Another method is taking traits normally assigned to a specific creature (like a goblin's madcap glee, penchant for profanity, and inefficiency) and assigning it to another creature, creating a cognitive dissonance for players familiar with the original presentation of the creature. I'll usually take this pair and give them a strong relationship so that both sets of traits are displayed in tandem, but separated.
Obviously, creating new paradigms does not 'solve' monster apathy as a problem. No solution that focuses upon changing the monsters will fix it, because the problem does not stem from the actual monsters themselves - it stems from how the monsters are used. By giving each creature a more detailed rundown of goals as well as talking about their interactions with other creatures, I hope to give DMs incentive to use their monsters better.

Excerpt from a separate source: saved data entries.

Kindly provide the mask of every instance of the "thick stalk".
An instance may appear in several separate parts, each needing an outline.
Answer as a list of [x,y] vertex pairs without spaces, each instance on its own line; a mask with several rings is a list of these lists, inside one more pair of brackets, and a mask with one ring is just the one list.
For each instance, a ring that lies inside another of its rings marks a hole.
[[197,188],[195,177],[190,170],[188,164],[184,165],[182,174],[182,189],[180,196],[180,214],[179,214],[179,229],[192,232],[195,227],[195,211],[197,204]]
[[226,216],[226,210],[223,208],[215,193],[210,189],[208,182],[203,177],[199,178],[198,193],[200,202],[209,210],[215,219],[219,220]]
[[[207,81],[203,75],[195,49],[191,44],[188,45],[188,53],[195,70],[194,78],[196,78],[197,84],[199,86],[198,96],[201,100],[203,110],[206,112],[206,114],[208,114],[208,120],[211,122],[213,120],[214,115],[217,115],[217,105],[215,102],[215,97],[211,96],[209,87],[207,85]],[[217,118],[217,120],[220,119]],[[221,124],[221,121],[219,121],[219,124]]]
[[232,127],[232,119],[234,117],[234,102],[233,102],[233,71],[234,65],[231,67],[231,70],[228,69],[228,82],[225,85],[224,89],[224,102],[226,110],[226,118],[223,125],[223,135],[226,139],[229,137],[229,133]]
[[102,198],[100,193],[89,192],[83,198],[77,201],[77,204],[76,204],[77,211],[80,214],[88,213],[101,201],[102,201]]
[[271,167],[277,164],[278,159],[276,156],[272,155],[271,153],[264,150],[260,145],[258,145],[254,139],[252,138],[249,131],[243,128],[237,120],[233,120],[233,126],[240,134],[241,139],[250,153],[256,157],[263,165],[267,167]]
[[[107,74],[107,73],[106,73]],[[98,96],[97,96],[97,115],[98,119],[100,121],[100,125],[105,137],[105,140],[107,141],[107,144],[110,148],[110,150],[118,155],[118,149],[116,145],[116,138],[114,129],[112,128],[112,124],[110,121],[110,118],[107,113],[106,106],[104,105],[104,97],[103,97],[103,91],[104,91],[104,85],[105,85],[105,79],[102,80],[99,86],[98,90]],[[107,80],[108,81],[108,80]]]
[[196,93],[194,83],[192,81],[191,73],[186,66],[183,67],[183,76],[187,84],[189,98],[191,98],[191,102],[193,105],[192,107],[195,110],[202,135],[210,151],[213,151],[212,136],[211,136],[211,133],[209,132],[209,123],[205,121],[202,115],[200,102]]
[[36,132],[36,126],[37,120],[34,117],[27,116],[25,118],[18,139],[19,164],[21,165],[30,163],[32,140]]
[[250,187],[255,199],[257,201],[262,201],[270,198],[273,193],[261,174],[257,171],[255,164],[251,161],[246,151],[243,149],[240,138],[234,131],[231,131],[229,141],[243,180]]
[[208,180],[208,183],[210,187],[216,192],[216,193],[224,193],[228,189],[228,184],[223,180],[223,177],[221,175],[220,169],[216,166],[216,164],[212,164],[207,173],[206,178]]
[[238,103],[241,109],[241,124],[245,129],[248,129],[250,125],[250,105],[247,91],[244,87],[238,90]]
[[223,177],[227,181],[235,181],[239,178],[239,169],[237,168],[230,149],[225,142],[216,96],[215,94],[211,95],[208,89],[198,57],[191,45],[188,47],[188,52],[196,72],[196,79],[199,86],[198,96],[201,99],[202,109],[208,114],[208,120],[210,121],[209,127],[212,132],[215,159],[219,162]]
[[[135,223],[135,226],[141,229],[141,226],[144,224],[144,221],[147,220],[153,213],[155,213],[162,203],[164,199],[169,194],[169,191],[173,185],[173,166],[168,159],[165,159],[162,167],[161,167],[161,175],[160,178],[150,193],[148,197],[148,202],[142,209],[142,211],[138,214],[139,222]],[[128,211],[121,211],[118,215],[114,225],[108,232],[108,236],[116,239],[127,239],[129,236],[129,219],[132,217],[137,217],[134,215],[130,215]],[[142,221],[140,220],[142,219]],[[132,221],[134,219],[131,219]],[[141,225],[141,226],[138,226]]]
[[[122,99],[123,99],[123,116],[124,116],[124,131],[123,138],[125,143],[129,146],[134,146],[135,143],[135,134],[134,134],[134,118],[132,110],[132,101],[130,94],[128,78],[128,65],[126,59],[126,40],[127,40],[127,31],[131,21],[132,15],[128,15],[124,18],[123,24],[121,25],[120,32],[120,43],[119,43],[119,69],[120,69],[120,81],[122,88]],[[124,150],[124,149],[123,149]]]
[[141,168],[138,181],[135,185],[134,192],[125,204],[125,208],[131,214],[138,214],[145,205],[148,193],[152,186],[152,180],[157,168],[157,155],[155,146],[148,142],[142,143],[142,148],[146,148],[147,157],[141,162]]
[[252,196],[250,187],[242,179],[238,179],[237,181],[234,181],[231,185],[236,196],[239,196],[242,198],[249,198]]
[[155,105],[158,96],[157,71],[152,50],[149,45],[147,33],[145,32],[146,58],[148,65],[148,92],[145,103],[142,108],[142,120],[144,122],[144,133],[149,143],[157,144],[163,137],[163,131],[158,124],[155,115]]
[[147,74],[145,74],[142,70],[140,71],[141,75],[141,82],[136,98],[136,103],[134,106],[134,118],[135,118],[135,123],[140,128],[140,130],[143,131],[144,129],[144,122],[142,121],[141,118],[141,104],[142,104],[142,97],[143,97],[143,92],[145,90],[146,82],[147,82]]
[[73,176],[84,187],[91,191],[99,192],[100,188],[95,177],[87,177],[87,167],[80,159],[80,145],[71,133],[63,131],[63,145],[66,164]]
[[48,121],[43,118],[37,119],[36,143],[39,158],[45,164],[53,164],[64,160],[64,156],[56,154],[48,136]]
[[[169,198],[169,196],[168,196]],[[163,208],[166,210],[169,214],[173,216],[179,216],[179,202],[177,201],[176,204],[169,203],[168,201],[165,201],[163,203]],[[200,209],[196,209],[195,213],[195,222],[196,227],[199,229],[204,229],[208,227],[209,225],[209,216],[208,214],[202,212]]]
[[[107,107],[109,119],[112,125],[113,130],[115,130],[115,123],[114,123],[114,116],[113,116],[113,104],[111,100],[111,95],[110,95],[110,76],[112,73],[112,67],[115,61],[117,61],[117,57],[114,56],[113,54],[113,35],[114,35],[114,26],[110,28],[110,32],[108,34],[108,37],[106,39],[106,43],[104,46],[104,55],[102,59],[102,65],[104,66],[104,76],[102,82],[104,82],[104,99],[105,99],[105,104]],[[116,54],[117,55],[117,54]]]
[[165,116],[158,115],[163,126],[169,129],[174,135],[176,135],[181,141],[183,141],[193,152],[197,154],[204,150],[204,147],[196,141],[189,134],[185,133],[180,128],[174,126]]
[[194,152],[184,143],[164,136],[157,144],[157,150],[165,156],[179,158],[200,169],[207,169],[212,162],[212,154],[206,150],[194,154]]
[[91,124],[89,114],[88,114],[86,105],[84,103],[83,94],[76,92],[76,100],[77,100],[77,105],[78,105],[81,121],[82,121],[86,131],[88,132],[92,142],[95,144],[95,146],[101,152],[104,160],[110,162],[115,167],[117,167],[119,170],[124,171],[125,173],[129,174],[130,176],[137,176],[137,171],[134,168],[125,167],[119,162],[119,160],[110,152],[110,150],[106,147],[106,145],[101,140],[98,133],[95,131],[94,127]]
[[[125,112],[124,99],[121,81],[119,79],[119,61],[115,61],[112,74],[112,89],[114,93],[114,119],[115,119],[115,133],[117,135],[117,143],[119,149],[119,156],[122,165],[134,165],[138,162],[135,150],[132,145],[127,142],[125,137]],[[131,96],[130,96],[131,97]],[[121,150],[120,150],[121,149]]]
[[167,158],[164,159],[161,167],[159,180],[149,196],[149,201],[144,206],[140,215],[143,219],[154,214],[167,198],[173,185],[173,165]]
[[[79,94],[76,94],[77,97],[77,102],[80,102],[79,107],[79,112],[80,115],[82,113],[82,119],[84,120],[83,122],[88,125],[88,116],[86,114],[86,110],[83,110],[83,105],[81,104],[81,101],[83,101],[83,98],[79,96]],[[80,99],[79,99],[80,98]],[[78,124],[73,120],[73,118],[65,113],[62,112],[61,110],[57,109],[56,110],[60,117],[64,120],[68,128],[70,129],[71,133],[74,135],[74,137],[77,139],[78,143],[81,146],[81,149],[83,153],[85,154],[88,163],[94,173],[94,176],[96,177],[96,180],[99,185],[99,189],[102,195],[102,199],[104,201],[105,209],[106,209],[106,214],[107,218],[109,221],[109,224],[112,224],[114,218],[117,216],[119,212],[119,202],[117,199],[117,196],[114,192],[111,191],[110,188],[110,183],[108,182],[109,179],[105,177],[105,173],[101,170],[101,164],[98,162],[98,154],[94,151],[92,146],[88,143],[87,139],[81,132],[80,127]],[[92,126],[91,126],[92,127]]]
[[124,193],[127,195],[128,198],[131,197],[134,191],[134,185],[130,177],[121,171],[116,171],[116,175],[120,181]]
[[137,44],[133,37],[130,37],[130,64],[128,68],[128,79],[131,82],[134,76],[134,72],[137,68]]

The other major goal of the Bestiary project is in changing how people perceive them. Every monster manual I've seen presents its information as infallible, an ideal text from which DMs derive TRUTH. As a musicologist, the idea of any text as an authoritative document, especially one professing no bias with regard to the information it purports to share, is laughable. Bestiaries should include wrong information. They should be incomplete or misleading, requiring DMs to fill in the gaps. Just as we do not accept our rulebooks as written, we should not accept our bestiaries as written. We do this already in adding new monsters or tweaking monsters here and there, but we treat this as exceptions to the text instead of a 'proper' way to interact with it.
To this end, I present the Bestiary as Finnola Finnsdotter's doctoral thesis for the University of Reyjadin, a document compiled from the work of three other authors with emendations and author notes. I'm appending the Bestiary's Forward, which situates the book into its fictive context, as well as the table of contents to give a sense of the project's scope.

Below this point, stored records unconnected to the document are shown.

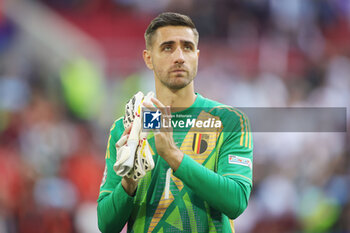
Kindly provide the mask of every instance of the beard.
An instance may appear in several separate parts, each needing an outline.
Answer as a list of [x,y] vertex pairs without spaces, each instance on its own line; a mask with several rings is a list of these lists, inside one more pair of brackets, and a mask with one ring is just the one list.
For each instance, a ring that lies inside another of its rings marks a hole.
[[[169,75],[170,76],[170,75]],[[165,79],[161,78],[161,83],[166,86],[169,89],[173,90],[180,90],[184,87],[186,87],[188,84],[190,84],[193,81],[193,78],[190,77],[166,77]]]
[[169,89],[180,90],[189,85],[196,76],[197,69],[190,72],[188,69],[181,73],[168,72],[166,75],[156,73],[160,82]]

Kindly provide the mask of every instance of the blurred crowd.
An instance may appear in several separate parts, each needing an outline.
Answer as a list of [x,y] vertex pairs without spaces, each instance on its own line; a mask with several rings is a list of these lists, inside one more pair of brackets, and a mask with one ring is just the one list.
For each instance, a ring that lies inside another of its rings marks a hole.
[[[134,93],[154,88],[135,50],[161,11],[198,27],[202,95],[235,107],[350,109],[350,1],[31,1],[100,43],[107,65],[72,57],[50,67],[55,54],[38,56],[0,9],[0,233],[98,232],[109,127]],[[254,187],[236,232],[350,232],[349,133],[253,135]]]

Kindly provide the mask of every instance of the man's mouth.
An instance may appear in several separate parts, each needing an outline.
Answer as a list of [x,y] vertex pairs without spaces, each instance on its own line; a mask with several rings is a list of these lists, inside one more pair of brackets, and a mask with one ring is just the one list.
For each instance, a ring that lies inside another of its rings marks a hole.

This text is a compilation of key works detailing the creatures
inhabiting the areas adjacent to the Sea of Shadows, including the Dunes, the
Sahargeen jungle, Greatpines forest, the expansive Wildlands, and the Azintheen
ruin of Sha’aryam. This is an attempt to synthesize prior research into a
single reference document, distilled to an easily referenced size for future
researchers and explorers. Primarily, this text uses Baraka al Tarluskani’s Collected Stories, Patrick MacAlan’s [sic] Jurnl Of A Jungl Explrer, and Thinker
Alexandrakis Sofia’s A Concise Guide to
the Flora and Fauna Surrounding the Sea of Shadows in 53 Volumes as
sources.
The creatures within this text are grouped via apparent similarities in
taxonomy and behavior, drawing from Thinker Alexandrakis Sofia’s extensive categorical
system. While her methodology may seem pedantic, it is the organizational
schema adopted by this text in lieu of any other categorical structures.
While the forwards to each section are my own insights into each category,
the texts accompanying each entry are quotes from the authors indicated. In a
very few instances, I found it necessary to emend their texts; such corrections
are included in [brackets]. I also have
appended a threat assessment, also in brackets, to the end of most species’
descriptions. These values range from 1,
least threatening, to 6, most threatening.
After the Bestiary, I have compiled a number of additional sections that
are my own, independent research, including both a list of mythic figures
discussed as well as some metadata analysis regarding the species of the
Bestiary.
– Finnola Finnsdotter
This document has been submitted in partial completion of the
requirements for a doctorate from the University of Reyjadin.